Despite assuring the British public since her inception as Prime Minister that there would be no election, Theresa May has now confirmed the opposite. Against the now familiar backdrop of the post-truth landscape, this move is not hugely surprising. The Conservative party are doing well at the polls and now seems a perfect opportunity to capitalise and ensure the continuation of a Conservative government. Indeed, the likely outcome of the election is a Conservative majority, as was the case in 2015. Whilst one may be hesitant to complain about the opportunity to democratically elect a leader, it does feel somewhat as though energy may be better aimed outward than inward, now that Art. 50 has been triggered.

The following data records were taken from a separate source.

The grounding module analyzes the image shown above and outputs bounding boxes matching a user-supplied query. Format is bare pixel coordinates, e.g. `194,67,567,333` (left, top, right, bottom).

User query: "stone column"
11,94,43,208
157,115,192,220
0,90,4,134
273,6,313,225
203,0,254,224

For Scotland and Northern Ireland, who both voted to remain in the EU, this latest development may come as a call to arms. Both countries have requested referendums relating to their continued encapsulation within the UK, and both countries have been declined. Not that the PM will hold to her word on this matter, of course, but it must serve to frustrate the smaller Scottish and Northern Irish nations nonetheless.
The number of major businesses with hubs in the UK who have intimated that emigration of their resources may be on the cards is growing. JP Morgan have recently joined the list, which already contains HSBC and Microsoft. Whilst unsurprising, given the uncertainty regarding import tariffs, passporting for financial services and the like, it would certainly appear that many large enterprises may not have much faith in the Tories’ Brexiteering prowess.
One factor remains certain: unravelling 43 years of treaties, negotiations and agreements, across thousands of issues, is not a straightforward task. The calling of a snap election in the UK is unlikely to simplify this task.